12. The image processing apparatus according to claim 11, characterized in that the predetermined image quality condition is that the evaluation value obtained by evaluating the noise amount of the first image is greater than or equal to a predetermined threshold.

13. The image processing apparatus according to claim 11, characterized in that the selection means selects the image with the smallest noise level evaluation value from among the group of images generated by the first image enhancement process as a reference image.

14. The image processing apparatus according to claim 1, characterized in that the first image enhancement process is a process of correcting the first image to generate a second image, and the second image enhancement process is a process of generating a third image without correcting the first image.

15. The image processing apparatus according to claim 14, characterized in that the first image enhancement process is a process that causes a lower frequency of hallucination after processing than the second image enhancement process.

16. The image processing apparatus according to claim 1, characterized in that the first image enhancement process is a process that enhances the image quality of an image of patch size as input, and the second image enhancement process is a process that enhances the image quality of an image larger than the patch size image, including the image of patch size, as input.
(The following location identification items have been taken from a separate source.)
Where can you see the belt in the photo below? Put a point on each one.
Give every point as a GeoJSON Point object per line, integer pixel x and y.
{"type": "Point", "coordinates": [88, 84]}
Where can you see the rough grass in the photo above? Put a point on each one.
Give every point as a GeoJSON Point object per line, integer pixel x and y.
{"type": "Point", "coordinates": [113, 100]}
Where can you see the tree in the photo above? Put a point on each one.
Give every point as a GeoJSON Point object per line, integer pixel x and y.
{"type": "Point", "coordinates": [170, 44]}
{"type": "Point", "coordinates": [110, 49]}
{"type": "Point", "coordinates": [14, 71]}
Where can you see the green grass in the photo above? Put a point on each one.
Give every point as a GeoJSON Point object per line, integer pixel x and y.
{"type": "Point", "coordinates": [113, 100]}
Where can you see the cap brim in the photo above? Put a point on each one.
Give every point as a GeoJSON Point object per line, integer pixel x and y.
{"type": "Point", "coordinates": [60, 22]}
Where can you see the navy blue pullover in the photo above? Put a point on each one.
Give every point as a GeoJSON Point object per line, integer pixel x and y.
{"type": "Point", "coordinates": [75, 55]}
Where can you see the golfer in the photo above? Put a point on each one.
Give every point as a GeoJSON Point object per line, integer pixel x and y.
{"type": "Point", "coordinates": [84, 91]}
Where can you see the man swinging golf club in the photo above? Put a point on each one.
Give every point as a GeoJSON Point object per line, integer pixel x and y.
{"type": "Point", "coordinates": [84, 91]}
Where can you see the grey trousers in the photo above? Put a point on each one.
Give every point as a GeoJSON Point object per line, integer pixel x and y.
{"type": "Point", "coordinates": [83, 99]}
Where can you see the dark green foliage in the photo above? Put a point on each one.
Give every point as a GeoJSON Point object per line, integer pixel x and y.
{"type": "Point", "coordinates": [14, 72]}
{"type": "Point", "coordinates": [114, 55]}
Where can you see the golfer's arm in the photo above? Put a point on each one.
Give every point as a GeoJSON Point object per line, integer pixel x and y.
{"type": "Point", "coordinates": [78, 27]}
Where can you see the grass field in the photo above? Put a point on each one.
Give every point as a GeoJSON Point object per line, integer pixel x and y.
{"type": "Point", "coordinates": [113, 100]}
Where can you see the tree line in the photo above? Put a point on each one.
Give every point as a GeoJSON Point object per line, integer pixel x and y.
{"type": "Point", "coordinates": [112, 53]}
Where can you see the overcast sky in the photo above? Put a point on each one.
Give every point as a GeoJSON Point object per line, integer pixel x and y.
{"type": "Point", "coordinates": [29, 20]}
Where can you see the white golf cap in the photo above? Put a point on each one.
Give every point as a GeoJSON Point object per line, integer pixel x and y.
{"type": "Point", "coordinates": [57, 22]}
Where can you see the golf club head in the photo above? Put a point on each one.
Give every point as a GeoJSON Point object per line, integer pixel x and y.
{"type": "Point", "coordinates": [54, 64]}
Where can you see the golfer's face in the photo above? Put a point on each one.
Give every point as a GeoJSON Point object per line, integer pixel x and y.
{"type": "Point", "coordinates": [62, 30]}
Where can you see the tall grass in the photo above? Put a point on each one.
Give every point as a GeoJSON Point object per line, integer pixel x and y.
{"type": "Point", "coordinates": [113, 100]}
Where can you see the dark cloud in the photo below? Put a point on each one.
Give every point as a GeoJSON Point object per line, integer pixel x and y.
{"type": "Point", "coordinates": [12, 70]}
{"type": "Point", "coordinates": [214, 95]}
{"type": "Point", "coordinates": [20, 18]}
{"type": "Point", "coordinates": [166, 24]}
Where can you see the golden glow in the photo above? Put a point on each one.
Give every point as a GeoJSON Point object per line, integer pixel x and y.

17. A determination means for determining whether a fourth image satisfies predetermined image quality conditions, The image processing apparatus according to claim 1, further comprising: notification means for providing notification that it is recommended to perform image quality enhancement processing on the fourth image when the fourth image satisfies predetermined image quality conditions.
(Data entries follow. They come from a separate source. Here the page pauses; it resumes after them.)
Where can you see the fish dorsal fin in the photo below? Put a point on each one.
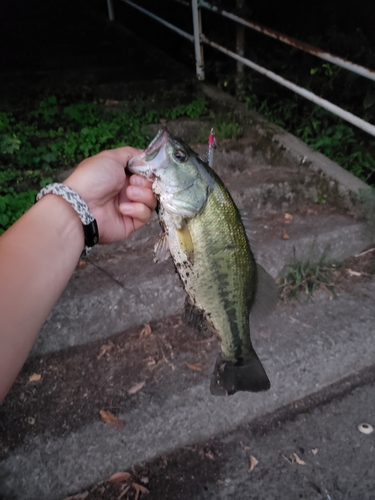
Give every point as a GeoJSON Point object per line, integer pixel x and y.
{"type": "Point", "coordinates": [161, 249]}
{"type": "Point", "coordinates": [266, 295]}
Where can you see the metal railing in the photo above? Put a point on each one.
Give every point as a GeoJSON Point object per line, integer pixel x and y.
{"type": "Point", "coordinates": [199, 39]}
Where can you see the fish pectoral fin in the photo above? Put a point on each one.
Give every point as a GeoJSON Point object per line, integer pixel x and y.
{"type": "Point", "coordinates": [161, 249]}
{"type": "Point", "coordinates": [186, 242]}
{"type": "Point", "coordinates": [266, 295]}
{"type": "Point", "coordinates": [230, 377]}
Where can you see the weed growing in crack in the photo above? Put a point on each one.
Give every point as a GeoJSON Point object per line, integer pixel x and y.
{"type": "Point", "coordinates": [306, 277]}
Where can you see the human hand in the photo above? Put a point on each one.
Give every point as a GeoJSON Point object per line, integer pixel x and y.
{"type": "Point", "coordinates": [119, 203]}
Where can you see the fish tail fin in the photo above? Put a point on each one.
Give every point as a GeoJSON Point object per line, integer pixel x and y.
{"type": "Point", "coordinates": [245, 375]}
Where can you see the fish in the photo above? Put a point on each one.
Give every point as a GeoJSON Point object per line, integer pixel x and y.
{"type": "Point", "coordinates": [203, 231]}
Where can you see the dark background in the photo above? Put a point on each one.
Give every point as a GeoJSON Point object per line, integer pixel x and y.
{"type": "Point", "coordinates": [33, 34]}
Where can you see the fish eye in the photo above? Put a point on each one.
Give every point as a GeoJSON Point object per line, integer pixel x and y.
{"type": "Point", "coordinates": [180, 155]}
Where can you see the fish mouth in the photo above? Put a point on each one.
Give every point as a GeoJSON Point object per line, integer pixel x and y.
{"type": "Point", "coordinates": [147, 162]}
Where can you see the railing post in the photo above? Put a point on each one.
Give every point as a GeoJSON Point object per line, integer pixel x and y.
{"type": "Point", "coordinates": [240, 49]}
{"type": "Point", "coordinates": [111, 13]}
{"type": "Point", "coordinates": [198, 46]}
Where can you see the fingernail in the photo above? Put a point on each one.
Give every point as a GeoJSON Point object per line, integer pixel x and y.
{"type": "Point", "coordinates": [137, 180]}
{"type": "Point", "coordinates": [134, 191]}
{"type": "Point", "coordinates": [126, 208]}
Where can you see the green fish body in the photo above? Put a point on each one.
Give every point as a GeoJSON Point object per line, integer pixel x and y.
{"type": "Point", "coordinates": [204, 233]}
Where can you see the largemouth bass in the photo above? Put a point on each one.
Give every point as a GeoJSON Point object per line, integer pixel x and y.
{"type": "Point", "coordinates": [203, 232]}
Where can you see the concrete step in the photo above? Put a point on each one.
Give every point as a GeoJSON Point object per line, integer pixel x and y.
{"type": "Point", "coordinates": [121, 286]}
{"type": "Point", "coordinates": [305, 347]}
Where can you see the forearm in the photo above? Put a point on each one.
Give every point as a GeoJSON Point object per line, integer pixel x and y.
{"type": "Point", "coordinates": [38, 256]}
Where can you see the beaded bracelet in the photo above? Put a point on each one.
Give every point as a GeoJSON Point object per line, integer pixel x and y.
{"type": "Point", "coordinates": [90, 227]}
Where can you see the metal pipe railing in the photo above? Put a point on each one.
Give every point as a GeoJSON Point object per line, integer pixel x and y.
{"type": "Point", "coordinates": [345, 115]}
{"type": "Point", "coordinates": [198, 38]}
{"type": "Point", "coordinates": [161, 20]}
{"type": "Point", "coordinates": [355, 68]}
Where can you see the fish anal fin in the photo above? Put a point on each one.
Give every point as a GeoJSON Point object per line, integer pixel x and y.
{"type": "Point", "coordinates": [266, 295]}
{"type": "Point", "coordinates": [186, 242]}
{"type": "Point", "coordinates": [161, 249]}
{"type": "Point", "coordinates": [230, 377]}
{"type": "Point", "coordinates": [196, 318]}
18. A first image enhancement process generates a second image by enhancing the image quality of the first image, A step of generating a third image by performing a second image enhancement process, which is different from the first image enhancement process, on the first image enhancement process, A step of performing display control to display at least one of the second image and the third image, An image processing method comprising:

19. A program for causing a computer to function as one of the means of an image processing apparatus according to any one of claims 1 to 17.